MIE covers a wide range of topics relating to medical informatics – from health literacy, different eHealth tools to data mining.

The first MIE was hosted in Cambridge, UK in 1978 and therefore MIE2018 marked the 40th anniversary for the conference. MIE2018 offered around 200 oral and 150 poster presentations. In addition, there were around 50 workshops, demonstrations and tutorials to attend to.

MIE2018 and Vitalis

Tuesday started early with a set of sessions and workshops. From HIBA research group Heidi Enwald was one of the organizers and presenters of the workshop “Re-defining eHealth Literacy for the 21st century. Discussing the evolution of the concept from different perspectives”.

In the workshop and, also afterwards, different definitions and measures of eHealth literacy were discussed. It was seen that we also need to get forward from discussing these issues; we need to identify what differentiates eHealth literacy from other health related literacy concepts, what are the future skills and abilities that relate to this concept and how should they be addressed. Heidi Enwald represents HIBA group in eHealth literacy network that continues discussion around the topic.

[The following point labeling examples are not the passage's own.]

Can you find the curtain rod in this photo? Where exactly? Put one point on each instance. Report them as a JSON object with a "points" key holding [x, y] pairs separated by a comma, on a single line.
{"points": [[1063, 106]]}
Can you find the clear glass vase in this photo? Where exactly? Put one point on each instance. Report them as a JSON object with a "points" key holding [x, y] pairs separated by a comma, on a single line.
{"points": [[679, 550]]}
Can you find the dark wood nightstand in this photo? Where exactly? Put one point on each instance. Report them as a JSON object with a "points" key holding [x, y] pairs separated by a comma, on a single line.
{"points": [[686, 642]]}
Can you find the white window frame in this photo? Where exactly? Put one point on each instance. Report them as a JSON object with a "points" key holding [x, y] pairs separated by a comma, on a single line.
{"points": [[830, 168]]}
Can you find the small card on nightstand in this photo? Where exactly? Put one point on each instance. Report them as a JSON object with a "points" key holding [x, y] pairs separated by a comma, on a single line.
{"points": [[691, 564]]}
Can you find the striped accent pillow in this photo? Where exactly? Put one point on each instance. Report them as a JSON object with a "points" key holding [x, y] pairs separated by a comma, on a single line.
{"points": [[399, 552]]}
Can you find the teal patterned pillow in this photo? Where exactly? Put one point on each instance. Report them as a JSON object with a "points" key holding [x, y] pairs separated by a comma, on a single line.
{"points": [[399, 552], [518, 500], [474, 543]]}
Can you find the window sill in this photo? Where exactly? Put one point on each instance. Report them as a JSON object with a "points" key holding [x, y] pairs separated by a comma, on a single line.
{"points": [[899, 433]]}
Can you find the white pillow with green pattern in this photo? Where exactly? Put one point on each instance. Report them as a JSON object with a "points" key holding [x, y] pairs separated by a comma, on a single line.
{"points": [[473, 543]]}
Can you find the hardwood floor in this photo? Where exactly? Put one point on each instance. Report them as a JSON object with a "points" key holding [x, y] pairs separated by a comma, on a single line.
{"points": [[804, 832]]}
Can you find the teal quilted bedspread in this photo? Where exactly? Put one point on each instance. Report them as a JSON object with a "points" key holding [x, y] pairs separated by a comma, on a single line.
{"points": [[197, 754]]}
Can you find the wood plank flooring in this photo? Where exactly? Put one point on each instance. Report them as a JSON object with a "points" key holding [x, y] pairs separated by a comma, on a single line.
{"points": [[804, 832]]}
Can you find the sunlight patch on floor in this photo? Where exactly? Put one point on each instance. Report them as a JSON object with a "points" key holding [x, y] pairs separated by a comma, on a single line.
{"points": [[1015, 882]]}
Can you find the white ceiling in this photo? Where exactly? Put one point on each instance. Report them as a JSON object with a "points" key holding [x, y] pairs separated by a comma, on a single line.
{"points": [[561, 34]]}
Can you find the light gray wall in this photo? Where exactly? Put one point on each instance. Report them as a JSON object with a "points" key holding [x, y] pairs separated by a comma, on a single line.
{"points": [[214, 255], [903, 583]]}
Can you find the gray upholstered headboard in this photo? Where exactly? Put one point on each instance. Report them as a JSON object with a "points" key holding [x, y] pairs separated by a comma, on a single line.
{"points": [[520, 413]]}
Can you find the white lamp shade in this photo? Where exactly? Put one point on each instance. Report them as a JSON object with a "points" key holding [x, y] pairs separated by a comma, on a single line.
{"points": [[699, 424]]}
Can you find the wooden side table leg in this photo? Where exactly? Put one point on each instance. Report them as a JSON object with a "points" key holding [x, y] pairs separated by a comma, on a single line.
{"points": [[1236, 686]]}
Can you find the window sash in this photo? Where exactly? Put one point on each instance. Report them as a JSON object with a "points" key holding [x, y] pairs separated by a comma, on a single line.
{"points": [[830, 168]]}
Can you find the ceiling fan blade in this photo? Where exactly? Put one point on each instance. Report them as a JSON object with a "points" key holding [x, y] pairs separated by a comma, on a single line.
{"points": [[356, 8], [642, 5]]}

After Opening ceremony a Keynote speech was given by Patricia Flatley Brennan, the director of National Library of Medicine.

Keynote speech by Patricia Brennan

She spoke, among other things, about data-powered health that includes optimizing medication effectiveness, more efficient pathogen detection and targeted therapies. She mentioned that the nature of evidence in evidence-based medicine is also about to change. Furthermore, data does not take care of itself and therefore, e.g., data savvy librarians are needed.

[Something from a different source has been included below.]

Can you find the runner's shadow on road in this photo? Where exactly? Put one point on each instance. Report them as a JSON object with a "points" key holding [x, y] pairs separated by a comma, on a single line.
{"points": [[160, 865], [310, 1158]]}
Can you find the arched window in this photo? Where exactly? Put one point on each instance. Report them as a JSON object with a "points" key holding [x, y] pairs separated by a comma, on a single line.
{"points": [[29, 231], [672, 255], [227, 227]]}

As mentioned, MIE2018 provided many overlapping sessions to choose from and the decision was not always easy. Aging did not rise as a topic in many presentations, but there were some. For instance, Madeleine Blusi from Umeå University talked about aging in rural areas and their project that utilizes participatory design and attempts to create a service for including aged people into social activities they would otherwise no longer be able to join.

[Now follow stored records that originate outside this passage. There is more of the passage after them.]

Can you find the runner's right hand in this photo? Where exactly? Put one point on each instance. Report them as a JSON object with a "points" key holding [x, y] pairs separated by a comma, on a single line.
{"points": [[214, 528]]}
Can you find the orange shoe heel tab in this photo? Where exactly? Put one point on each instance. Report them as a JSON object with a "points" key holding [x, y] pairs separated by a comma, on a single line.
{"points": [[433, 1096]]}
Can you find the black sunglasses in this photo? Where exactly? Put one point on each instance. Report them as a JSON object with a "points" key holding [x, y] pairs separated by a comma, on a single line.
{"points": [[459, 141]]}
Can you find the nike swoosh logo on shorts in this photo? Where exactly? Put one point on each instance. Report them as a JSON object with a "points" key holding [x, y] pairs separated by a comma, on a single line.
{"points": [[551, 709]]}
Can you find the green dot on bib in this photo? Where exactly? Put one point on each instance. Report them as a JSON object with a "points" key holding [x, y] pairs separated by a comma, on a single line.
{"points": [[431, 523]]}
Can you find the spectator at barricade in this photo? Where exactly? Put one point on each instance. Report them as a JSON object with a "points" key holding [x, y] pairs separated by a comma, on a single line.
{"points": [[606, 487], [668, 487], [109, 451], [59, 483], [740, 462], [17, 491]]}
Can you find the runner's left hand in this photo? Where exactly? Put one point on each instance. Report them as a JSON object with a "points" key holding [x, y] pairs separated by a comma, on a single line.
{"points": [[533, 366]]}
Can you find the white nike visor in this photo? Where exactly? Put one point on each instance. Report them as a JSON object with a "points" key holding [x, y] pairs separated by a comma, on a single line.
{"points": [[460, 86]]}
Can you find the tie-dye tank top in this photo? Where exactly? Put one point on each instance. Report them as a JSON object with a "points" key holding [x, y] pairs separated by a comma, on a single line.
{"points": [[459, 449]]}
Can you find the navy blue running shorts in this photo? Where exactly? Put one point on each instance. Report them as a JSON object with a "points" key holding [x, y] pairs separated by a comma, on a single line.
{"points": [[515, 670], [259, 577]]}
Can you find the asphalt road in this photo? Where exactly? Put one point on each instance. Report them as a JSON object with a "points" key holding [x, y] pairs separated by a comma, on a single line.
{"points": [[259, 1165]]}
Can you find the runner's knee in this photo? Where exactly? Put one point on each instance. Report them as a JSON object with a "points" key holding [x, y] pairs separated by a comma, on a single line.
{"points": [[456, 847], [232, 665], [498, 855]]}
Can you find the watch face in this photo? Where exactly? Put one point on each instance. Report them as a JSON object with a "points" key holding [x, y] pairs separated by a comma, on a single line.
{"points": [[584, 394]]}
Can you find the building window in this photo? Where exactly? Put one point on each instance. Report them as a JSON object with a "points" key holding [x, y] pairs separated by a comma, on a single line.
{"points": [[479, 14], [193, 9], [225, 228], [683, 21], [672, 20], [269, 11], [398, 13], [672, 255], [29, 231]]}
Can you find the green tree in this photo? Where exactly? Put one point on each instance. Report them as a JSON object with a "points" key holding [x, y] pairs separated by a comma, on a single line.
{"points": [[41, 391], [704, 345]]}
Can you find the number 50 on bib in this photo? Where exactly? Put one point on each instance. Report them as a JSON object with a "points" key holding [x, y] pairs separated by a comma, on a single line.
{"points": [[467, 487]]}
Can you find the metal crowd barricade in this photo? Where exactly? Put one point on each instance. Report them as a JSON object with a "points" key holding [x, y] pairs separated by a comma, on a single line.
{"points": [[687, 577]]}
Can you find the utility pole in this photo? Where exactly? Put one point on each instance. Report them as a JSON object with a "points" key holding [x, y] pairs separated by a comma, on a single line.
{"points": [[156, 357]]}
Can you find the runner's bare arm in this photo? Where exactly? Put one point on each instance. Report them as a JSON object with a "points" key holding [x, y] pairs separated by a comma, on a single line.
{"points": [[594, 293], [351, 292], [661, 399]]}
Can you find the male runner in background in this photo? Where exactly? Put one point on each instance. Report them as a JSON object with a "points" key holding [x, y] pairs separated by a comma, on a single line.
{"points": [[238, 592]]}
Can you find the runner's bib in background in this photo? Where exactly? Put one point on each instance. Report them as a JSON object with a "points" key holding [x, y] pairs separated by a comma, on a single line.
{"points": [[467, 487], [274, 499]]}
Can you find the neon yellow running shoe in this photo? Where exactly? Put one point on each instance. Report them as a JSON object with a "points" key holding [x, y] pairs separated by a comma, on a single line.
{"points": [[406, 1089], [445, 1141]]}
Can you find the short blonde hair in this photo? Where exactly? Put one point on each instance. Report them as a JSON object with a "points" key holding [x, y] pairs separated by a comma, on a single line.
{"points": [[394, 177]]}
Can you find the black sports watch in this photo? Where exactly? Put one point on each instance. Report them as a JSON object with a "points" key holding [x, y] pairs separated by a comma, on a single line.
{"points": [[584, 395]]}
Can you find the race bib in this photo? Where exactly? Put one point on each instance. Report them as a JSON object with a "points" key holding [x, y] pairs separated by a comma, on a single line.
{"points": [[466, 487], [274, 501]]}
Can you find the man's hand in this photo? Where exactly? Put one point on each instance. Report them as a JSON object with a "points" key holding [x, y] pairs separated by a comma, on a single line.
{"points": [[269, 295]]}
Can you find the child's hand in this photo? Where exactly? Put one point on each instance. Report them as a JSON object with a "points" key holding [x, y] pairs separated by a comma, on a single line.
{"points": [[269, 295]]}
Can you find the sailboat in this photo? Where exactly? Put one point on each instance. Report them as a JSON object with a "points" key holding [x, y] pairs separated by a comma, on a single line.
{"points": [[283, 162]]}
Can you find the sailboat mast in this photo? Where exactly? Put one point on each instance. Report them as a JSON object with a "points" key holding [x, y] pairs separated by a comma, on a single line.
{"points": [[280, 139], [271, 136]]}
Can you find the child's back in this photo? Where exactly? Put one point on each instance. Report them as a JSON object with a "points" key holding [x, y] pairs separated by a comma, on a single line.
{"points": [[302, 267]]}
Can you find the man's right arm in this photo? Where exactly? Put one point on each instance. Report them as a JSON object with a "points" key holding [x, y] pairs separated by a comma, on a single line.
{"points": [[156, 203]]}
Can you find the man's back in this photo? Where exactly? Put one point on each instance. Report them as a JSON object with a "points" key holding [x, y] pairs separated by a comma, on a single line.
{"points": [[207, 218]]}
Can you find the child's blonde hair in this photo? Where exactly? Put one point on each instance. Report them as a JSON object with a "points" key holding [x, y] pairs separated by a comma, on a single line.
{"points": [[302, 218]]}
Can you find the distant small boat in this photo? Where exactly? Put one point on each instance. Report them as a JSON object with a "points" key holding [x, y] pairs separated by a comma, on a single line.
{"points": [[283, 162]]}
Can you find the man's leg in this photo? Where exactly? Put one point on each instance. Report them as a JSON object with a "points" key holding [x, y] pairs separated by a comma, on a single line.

Madeleine Blusi from Umeå University

The VITALIS exhibition area was also available to visit by the participants of MIE2018.

Several kind of meetings were made possible by MIE2018 and VITALIS

The exhibition mostly contained booths of Swedish eHealth companies and made possible also the discussions between, e.g., researchers and advocates of industry.

The proceedings book of the conference is open access and can be found from the website:

https://mie2018.org/home/proceedings/

Anticipating ageing

A new article Anticipating ageing: Older adults reading their medical records (full-text for subscribers) on older adults perceptions of reading their medical record and using e-health services, written in collaboration between HIBA project and researchers of Swedish DOME Consortium has been published in Information Processing & Management. A post-print version of the article can be found at http://www.istohuvila.se/node/560

Abstract

In spite of the general interest in health information behaviour, there is little earlier research on how older adults, who are still active in working life but approaching retirement, differ from other age groups. A survey with Swedish patients who had ordered and read their medical record was conducted to map the preferences and motivations of older adults (born 1946-1960) ordering a copy of their medical record, and using medical records based e-health and information services in the future. The results do not indicate an obvious linear relationship between age and motivation to use online health information but show several differences between the age groups. Older adults were less interested in communication with their medical doctor by e-mail. Yet, they had searched health information in the Internet during the last week more likely than young. They were more inclined to read medical record to get an overview of their health than young, but less confident that they understood most of the content or turn to their family and friends to seek help than the elderly. When compared to younger adults and elderly people, older adults are the least confident and least motivated to use online health information. It is suggested that older adulthood can be seen as a transitory stage of life when the need of health information increases and engagement with health changes. The results agree with prior research on the potential usefulness of (online) medical records as a way to inform citizens. However, specific provision strategies may be necessary to match the needs and motivations of different age groups.